Suç Çetesi - 21. Bölüm / "Anahtar"

50.2K 1.6K 187
                                    

Gecenin bir yarısı gürültüye uyandım. Ağzımın içi o kadar kuruydu ki neredeyse içebilmek için bulduğum ilk su birikintisine eğilecektim.  Fakat yanımda açılmamış bir şarap şişesi vardı. Ancak bu kadar şanslı olabilirdim zaten. Neşeyle, şişeyi patlatmamaya özen gösterip açtım kafama dikip yarısını bitirdim. Şarap aklımı bulandırsa da beni tam anlamıyla sarhoş edemiyordu ve şarabın doyurucu bir tadı olduğundan iki kat şanslıydım.

Nihayet kendime geldiğime gözlerimi gürültüye çevirdim fakat bir eksiklik hissediyordum. Göğsümde.

Aman Tanrım.

Silahım ve paralarım yoktu!

Korkuyla havaya sıçrarken yanımda yatan adam tüymüştü bile. Çaresizlikten gözlerim dolarken bir çığlık sesiyle bakışlarım istemsizce o tarafa yöneldi. İki tane it kopuk birbiriyle kavga ediyor ve diğer ayak takımı da onları izleyip alkış tutuyordu. Derken gözüm köşeye sinmiş iki yabancıya ilişti.

Biri içkisini dikerken elindeki paraları sayıyor, diğeri de silahı tartıyordu. Onların kime olduğunu ait anlamam çok uzun sürmedi ve direk üzerlerine atılıp onları ölesiye dövmek geçti içimden. Fakat iki adamı alt edemezdim.

Yerde bulduğum çivili sopayı arkama saklayıp onların yanına ilerledim. Hiç benden taraf olmadılar bile. Tam karşılarında salak gibi duruyordum fakat beni umursamıyorlardı.

Sopayı silahlının kafasına indirince çivi kafasına girmiş olacaktı ki küçük bir delikten kan fışkırdı. Elimde sert bir şeylerin ezildiğini hissetmiştim. Daha ne olduğunu anlayamadan silahı düşürdü ve diğeri korkuyla bana baktı. “Ver lan paramı orospu çocuğu.”

Yunanca bir şeyler mırıldanınca sopayı yanağına geçirdim.

O kadar sarhoştular ki hala neler döndüğünü anlayamadılar. Diğer insanların da kavgaya odaklanmasından faydalanarak yere düşmüş paralarımı ve silahımı alıp yeniden eski yerlerine soktum ve son bir kez daha etrafı kolaçan ederek oradan uzaklaştım. İçimden üzerlerine tükürmek geçtiyse de vazgeçtim fakat ayıldıklarında veya onları biri gördüğünde koşarak polise gidip benden bahsedeceklerdi.
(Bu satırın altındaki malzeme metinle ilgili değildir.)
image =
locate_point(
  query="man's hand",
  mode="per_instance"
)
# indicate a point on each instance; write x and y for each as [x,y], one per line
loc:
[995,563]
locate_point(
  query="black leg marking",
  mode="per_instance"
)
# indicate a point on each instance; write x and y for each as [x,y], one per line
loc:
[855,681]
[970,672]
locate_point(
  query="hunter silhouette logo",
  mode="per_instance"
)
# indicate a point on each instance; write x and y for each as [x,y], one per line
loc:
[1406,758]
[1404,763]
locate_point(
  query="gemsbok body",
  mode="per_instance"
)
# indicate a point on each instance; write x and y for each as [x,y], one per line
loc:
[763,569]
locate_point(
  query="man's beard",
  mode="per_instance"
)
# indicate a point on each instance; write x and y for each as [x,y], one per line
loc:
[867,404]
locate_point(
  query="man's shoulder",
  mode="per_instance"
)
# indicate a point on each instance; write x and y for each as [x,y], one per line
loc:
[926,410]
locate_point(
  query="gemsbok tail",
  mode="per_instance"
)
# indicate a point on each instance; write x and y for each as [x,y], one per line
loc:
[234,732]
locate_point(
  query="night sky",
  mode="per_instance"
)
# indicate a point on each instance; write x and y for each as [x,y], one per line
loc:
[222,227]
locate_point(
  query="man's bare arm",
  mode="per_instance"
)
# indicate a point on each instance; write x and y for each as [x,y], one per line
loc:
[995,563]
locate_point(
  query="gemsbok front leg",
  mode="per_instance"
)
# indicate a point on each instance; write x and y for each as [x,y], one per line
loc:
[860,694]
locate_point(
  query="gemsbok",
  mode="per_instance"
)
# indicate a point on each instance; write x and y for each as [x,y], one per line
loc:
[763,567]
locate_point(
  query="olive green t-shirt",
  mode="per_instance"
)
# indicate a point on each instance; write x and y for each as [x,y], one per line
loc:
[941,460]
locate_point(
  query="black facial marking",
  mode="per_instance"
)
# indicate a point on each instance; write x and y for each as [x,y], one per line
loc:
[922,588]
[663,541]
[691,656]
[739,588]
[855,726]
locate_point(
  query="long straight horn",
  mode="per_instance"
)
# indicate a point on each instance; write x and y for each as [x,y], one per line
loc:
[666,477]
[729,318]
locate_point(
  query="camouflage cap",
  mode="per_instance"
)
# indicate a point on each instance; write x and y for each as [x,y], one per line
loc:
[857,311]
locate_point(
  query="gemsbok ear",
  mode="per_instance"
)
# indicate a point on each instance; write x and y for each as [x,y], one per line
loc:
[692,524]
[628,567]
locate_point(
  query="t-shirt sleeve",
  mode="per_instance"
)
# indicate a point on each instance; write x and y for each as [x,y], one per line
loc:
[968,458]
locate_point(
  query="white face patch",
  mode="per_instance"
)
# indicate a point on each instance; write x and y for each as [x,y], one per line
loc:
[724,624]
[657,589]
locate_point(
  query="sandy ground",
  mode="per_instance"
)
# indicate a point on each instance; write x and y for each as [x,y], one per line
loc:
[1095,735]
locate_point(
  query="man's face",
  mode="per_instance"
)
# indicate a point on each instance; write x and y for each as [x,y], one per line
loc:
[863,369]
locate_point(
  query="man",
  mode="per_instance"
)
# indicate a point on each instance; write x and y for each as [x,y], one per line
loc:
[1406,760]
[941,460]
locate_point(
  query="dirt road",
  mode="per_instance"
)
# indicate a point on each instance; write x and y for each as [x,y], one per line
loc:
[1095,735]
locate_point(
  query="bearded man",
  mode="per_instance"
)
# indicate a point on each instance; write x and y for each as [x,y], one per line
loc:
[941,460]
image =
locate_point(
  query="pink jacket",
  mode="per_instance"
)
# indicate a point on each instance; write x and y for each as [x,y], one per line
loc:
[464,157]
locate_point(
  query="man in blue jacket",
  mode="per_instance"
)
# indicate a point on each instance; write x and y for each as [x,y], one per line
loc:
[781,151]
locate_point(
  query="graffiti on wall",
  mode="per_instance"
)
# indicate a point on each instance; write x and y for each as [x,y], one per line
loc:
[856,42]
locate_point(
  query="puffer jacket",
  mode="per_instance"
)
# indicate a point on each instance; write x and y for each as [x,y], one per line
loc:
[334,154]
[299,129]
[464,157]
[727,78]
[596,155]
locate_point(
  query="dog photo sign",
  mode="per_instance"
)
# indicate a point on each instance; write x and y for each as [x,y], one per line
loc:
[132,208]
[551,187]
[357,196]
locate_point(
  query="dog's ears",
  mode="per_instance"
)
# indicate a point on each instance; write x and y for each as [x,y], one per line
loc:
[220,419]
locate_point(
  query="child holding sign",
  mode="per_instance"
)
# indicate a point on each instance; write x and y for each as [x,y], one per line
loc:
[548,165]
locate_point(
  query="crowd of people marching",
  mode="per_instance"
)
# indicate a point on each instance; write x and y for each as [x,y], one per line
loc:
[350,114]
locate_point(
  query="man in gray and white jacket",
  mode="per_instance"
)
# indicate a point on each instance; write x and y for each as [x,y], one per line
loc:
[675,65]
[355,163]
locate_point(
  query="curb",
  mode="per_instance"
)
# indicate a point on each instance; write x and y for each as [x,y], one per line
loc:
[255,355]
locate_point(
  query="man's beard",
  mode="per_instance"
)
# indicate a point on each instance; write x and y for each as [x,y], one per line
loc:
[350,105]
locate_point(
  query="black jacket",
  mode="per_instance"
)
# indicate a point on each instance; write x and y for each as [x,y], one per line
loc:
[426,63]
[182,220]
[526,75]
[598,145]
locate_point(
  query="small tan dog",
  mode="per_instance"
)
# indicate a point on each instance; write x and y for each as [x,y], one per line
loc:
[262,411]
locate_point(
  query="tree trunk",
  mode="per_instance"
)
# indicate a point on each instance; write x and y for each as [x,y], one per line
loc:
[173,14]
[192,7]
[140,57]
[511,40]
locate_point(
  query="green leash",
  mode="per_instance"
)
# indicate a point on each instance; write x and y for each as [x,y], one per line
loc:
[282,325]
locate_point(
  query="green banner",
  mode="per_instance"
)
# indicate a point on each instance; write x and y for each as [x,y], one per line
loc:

Tamam, Avşar kimliğimden sıyrılmıştım, artık kumral, sıradan kız yoktu ama şuan ki simamda çok belirgindi. Kıbrıs kızlarının yarısı beyaz tenli, kumral, ince ve uzundu. Oysa ben şuan beyaz tenime tezat oluşturan simsiyah ve jilet gibi kesimi olan kaküllü saçlara sahiptim. Kolayca ayırt edilebilirdim. O yüzden bu iki adamı yok etmek zorundaydım.

Öldürmek içimden geçmiyordu. Yapamazdım zaten. Ama beni tarif edememelerini sağlayabilirdim. Çivili kısmı havaya kaldırıp paraları sayanın eline geçirdiğimde çığlık attı. Açığa çıkan diline de bir kez vurdum ki konuşamasın. Öldürmeye cesaretim yoktu fakat onları da kolayca gözden çıkarabilirdim.

Görmedim, duymadım, bilmiyorumu oynamaları için dillerine çiviyi geçirip beni çizemesinler veya yazamasınlar diye ellerini de yaklaşık beş dakika içinde kullanılmaz hale getirdim. Artık bağıramıyorlardı bile ve kafaları cidden o kadar uçmuştu ki pek bir şey hissetmediler bile. Ayrıca kimse bize bakmıyordu. Biz yaygaradan uzak, karanlık bir köşede duruyorduk.

Oradan koşarak uzaklaşırken sopayı dereye attım. Üzerime kanlar fışkırmıştı. Gömlekte pek belli olmasa bile beyaz baba atletinde resmen sırıtıyorlardı. Gömleği üzerimden attım ve atleti de çıkartarak yüzümü, kollarımı ve ellerimi sildikten sonra top haline getirerek onu da dereye fırlattım ve gömleği yeniden giyip hızlı hareketlerle düğmelerini ilikledikten sonra da kotun içine soktum.